P- Reviewers Onakpoya I, Saokaew S S- Editor Zhai HH L- Editor A E- Editor Zheng XM
Published online Aug 26, 2013. doi: 10.13105/wjma.v1.i2.78
Revised: June 10, 2013
Accepted: July 18, 2013
Published online: August 26, 2013
AIM: To detect ophthalmic adverse drug reactions (ADRs), that occurred in Portugal from 2000 to 2009, through the utilization of administrative hospital databases. We also intended to compare the results of this methodology with spontaneous reporting.
METHODS: We conducted a retrospective nationwide study using hospital administrative databases, which included all inpatients and outpatients in all public hospitals in Portugal, from 2000 to 2009. We used International Classification of Diseases - 9th Revision - Clinical Modification (ICD-9-CM) coding data that allowed the detection of ADRs. We used WHO’s definition for ADR. We searched all of ICD-9-CM terms in Ophthalmology for codes that included “drug-induced”, “iatrogenic”, “toxic” and all other that could signal an ADR, such as “362.55 - toxic maculopathy” or “365.03 - steroid responders”, and also “E” codes (codes from E930 to E949.9, that exclude intoxications and errors).

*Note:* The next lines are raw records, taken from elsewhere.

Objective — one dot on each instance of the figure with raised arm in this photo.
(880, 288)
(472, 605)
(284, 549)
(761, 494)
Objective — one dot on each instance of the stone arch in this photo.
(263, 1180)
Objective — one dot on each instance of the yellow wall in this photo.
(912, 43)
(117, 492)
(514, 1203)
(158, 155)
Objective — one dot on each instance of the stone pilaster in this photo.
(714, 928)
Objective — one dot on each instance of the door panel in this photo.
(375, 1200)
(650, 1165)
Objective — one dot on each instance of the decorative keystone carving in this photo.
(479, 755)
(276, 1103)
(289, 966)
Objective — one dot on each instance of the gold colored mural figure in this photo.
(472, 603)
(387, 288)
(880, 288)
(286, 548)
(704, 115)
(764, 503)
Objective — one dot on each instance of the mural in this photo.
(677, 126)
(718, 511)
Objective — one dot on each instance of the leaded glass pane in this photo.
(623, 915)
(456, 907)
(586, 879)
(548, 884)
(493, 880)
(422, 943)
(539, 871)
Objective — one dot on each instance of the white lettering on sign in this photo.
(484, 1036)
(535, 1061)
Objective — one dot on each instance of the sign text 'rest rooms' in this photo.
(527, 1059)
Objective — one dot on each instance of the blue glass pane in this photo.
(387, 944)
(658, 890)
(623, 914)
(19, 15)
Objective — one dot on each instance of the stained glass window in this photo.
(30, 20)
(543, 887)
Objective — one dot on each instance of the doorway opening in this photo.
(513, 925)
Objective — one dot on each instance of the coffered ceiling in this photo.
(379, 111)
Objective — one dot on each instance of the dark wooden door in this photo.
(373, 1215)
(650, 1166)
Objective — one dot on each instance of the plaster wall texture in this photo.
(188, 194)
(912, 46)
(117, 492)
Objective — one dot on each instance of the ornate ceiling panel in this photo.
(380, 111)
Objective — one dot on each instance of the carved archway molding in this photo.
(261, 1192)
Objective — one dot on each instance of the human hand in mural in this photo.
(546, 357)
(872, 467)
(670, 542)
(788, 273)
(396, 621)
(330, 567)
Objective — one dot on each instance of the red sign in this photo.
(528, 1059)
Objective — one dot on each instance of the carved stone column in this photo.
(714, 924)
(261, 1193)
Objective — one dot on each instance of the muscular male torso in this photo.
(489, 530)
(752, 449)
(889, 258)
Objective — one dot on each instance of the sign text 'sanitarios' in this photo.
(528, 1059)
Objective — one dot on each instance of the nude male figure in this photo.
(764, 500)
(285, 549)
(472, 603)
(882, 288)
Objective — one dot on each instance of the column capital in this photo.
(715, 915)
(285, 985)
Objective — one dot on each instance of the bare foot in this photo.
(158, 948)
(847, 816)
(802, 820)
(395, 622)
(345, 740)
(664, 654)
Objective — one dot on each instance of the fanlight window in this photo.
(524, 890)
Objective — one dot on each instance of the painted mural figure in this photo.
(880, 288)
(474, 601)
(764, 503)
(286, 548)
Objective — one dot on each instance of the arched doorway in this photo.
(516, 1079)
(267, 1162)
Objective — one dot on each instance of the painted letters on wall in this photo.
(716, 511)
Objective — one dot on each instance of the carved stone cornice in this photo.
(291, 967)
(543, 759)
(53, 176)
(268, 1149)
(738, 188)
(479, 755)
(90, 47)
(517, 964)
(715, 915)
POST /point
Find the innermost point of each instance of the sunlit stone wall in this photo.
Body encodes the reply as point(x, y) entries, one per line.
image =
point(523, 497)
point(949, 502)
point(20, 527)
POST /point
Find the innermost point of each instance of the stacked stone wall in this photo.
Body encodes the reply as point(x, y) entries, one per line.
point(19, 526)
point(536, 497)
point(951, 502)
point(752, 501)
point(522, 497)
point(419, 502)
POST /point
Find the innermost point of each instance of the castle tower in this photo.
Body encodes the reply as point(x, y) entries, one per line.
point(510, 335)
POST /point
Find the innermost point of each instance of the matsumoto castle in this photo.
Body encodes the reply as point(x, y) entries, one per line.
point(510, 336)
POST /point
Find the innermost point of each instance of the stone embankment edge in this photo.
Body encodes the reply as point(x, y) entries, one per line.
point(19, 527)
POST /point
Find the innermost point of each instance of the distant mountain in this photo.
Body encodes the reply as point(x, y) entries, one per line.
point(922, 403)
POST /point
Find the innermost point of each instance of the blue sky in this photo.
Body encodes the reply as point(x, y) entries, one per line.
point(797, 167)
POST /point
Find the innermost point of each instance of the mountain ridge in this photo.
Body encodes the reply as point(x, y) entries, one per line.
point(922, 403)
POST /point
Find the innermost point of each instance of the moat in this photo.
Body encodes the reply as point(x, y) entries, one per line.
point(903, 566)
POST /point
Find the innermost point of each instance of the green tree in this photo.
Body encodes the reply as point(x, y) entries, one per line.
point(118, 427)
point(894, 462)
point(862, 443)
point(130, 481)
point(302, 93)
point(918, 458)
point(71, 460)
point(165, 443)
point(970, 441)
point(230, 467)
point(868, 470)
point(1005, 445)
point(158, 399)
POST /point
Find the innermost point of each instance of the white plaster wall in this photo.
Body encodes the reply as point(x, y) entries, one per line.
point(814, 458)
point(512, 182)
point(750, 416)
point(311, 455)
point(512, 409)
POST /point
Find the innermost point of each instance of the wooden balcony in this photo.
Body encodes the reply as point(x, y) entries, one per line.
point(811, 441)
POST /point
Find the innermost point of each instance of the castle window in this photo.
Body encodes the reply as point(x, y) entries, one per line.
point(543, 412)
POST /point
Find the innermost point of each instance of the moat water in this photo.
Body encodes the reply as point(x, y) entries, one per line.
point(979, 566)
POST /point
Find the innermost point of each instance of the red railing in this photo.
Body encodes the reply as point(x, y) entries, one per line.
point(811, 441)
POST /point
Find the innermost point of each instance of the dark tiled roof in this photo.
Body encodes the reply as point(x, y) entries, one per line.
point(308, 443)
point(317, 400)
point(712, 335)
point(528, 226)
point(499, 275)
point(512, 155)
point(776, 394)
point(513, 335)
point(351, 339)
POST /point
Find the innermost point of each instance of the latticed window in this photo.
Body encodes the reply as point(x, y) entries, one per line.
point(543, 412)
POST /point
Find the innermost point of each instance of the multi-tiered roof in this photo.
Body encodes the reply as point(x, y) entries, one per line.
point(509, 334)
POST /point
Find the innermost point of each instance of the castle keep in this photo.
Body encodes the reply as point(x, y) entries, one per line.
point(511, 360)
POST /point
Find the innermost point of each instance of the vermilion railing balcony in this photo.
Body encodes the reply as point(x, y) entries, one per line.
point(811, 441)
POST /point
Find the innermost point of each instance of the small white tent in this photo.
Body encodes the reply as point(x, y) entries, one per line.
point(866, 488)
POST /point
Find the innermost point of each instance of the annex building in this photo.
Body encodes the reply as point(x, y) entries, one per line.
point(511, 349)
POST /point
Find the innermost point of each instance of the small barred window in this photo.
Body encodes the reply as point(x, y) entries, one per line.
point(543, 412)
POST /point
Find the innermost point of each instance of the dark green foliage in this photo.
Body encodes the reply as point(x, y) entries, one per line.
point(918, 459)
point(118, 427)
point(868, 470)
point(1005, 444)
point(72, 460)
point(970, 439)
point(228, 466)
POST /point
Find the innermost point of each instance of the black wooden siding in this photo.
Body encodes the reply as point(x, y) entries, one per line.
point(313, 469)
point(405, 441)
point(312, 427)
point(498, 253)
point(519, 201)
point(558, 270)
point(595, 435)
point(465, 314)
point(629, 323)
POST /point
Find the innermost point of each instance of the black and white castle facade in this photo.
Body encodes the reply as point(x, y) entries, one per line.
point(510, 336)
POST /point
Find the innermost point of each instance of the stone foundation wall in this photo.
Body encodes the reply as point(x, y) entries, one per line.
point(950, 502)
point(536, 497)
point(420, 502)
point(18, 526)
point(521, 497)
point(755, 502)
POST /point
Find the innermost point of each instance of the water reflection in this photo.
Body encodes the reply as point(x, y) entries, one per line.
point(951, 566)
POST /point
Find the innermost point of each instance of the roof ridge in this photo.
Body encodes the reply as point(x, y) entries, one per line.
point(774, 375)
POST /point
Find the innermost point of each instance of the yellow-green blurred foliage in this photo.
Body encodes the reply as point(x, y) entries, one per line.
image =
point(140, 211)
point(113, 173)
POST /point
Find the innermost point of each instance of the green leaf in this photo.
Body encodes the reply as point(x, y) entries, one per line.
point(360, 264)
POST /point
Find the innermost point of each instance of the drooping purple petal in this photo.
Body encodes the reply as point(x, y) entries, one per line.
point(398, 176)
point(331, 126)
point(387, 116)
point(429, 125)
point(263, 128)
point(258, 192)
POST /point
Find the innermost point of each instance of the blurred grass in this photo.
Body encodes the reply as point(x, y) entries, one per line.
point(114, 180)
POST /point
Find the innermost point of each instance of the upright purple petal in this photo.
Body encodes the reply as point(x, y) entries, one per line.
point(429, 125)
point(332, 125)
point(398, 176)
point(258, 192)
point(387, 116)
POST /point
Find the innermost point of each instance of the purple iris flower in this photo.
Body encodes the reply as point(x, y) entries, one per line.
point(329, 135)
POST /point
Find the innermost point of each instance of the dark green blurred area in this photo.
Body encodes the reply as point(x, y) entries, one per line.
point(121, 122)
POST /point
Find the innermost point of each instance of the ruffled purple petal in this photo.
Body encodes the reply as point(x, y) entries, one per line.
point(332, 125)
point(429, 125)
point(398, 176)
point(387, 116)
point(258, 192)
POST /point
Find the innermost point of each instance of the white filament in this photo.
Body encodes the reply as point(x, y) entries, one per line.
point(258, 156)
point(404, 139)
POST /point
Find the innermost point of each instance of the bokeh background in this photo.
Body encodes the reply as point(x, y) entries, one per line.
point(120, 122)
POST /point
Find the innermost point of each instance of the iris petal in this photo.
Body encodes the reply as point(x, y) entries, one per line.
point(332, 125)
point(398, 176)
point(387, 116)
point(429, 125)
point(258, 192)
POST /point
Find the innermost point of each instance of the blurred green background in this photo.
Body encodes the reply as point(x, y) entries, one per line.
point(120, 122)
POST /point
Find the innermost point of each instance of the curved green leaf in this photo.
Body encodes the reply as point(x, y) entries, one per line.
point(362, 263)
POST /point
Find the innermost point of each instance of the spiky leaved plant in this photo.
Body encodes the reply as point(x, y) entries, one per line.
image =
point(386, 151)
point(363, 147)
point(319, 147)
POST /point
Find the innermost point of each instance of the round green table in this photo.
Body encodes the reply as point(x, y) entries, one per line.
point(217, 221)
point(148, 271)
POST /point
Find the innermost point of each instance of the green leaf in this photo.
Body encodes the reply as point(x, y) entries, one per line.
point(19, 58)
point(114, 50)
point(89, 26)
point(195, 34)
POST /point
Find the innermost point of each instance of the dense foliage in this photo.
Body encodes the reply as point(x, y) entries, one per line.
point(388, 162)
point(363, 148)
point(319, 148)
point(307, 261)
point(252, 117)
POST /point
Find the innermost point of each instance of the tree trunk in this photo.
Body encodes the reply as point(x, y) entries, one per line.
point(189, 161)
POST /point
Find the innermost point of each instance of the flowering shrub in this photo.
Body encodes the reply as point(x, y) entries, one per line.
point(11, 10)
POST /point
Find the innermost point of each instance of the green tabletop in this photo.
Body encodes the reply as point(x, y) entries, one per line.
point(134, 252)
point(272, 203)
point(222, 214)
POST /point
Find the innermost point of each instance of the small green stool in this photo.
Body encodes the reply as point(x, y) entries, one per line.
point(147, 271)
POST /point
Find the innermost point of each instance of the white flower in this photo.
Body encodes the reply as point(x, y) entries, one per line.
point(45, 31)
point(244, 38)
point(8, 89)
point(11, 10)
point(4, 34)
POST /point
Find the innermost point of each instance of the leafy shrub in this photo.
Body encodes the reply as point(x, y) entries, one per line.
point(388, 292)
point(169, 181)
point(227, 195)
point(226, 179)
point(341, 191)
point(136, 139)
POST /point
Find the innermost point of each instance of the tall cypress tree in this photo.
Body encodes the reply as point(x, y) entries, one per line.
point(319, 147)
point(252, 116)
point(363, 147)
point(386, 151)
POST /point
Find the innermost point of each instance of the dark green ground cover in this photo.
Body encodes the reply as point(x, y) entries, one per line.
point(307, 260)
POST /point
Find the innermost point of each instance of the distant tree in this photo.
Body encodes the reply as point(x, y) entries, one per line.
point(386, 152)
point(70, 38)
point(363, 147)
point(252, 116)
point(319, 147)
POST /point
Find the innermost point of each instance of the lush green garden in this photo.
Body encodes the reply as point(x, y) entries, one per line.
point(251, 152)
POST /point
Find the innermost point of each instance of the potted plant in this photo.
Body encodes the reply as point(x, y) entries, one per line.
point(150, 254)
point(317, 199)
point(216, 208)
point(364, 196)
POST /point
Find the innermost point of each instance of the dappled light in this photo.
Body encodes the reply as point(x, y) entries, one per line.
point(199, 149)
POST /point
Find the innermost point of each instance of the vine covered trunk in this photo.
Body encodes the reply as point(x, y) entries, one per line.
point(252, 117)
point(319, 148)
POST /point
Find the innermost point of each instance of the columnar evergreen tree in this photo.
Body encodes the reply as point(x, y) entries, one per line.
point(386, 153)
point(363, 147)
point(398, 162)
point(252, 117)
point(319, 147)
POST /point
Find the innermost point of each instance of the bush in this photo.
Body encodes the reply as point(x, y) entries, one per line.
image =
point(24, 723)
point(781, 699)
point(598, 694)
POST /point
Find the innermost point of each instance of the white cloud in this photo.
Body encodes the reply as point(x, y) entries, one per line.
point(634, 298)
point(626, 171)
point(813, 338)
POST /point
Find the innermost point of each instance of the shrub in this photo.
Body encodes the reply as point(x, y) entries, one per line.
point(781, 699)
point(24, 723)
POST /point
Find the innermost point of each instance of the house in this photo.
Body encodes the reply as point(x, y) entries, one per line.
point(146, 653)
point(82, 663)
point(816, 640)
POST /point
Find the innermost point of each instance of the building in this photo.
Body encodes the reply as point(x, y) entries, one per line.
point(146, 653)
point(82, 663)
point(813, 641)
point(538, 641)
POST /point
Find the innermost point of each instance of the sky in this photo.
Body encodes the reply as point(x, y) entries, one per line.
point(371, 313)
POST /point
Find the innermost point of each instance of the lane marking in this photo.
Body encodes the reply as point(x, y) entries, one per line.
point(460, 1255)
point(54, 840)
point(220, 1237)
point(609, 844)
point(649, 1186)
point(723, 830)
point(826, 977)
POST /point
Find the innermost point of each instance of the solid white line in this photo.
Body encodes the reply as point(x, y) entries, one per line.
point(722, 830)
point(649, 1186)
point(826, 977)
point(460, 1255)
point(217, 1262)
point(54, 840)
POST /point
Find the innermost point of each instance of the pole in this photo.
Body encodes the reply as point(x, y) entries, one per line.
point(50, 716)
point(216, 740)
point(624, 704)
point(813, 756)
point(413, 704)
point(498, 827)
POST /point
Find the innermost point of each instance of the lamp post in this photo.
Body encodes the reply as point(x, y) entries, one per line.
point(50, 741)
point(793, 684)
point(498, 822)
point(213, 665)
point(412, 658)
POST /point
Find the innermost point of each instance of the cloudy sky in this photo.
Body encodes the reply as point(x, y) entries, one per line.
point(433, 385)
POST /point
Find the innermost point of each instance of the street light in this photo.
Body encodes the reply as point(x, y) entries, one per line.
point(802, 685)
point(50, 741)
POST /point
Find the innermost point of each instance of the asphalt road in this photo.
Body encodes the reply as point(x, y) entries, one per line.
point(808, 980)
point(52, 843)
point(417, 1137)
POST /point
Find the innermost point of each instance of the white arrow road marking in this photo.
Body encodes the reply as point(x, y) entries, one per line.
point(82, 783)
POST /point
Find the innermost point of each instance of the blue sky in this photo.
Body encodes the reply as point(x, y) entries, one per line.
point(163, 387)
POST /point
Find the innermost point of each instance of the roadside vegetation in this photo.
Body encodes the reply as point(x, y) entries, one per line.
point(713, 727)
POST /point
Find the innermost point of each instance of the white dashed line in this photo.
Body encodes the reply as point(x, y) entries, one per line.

RESULTS: From 11944725 hospitalizations or ambulatory episodes within that period of time, we identified 1524 probable ophthalmic ADRs (corresponding to a frequency of 1.28 per 10000 episodes) and an additional 100 possible ophthalmic ADRs. We used only 4 person-hours in the application of this methodology. A total of 113 spontaneous reports arose from ophthalmic ADRs from 2000 to 2009 in Portugal (frequency of 0.095 per 10000 episodes).To our knowledge, this was the first estimate of the frequency of ophthalmic ADRs through the use of databases, and the first nationwide estimate of ophthalmic ADRs, in Portugal. We identified 1524 probable ADRs and 100 possible ADRs.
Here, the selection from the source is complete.